North Korea is thought to have a growing arsenal of nuclear bombs and has spent decades trying to perfect a multistage, long-range missile to eventually carry smaller versions of those bombs.

South Korea’s main spy agency has previously asserted that it does not think Pyongyang currently has the ability to develop miniaturised nuclear weapons that can be mounted on long-range ballistic missiles. Some experts, however, think the North may have mastered this technology.

The White House said that President Donald Trump spoke with Prime Minister Shinzo Abe of Japan regarding “ongoing efforts to maximize pressure on North Korea.”

The statement did not say whether the conversation came before or after the North’s latest claim.

A long line of US presidents has failed to check North Korea’s persistent pursuit of missiles and nuclear weapons. Six-nation negotiations on dismantling North Korea’s nuclear program in exchange for aid fell apart in early 2009.

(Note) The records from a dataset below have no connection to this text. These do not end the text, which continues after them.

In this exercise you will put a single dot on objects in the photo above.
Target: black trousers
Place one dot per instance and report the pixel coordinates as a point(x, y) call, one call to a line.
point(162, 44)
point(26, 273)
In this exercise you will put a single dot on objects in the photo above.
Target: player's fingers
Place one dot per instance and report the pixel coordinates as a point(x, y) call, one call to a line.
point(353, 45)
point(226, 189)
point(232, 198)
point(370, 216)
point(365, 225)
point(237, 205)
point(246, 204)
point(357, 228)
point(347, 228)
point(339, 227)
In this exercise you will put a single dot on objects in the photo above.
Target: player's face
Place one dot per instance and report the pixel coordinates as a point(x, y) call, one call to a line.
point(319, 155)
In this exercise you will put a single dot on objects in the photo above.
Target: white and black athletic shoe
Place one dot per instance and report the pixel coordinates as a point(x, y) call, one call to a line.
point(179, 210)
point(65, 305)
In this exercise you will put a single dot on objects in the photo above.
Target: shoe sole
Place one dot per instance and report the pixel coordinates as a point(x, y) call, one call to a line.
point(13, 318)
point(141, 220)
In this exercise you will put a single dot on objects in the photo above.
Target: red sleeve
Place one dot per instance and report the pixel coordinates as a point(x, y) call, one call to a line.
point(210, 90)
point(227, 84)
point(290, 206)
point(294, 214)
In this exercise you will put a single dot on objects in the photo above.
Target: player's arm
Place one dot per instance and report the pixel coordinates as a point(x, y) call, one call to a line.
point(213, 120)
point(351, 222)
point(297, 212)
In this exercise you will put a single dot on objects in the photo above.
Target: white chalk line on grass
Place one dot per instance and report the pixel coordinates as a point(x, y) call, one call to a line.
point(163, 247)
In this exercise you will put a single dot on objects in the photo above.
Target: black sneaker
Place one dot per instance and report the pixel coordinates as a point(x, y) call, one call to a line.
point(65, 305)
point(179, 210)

The North said in its statement Sunday that its H-bomb “is a multi-functional thermonuclear nuke with great destructive power which can be detonated even at high altitudes for super-powerful EMP (electromagnetic pulse) attack according to strategic goals.”

Kim, according to the statement carried by the state-run Korean Central News Agency, claimed that “all components of the H-bomb were homemade … thus enabling the country to produce powerful nuclear weapons as many as it wants.”

In what could be read as a veiled warning of more nuclear tests, Kim underlined the need for scientists to “dynamically conduct the campaign for successfully concluding the final-stage research and development for perfecting the state nuclear force” and “set forth tasks to be fulfilled in the research into nukes.”

The two Koreas have shared the world’s most heavily fortified border since their war in the early 1950s ended with an armistice, not a peace treaty.

About 28,500 American troops are deployed in South Korea as deterrence against North Korea.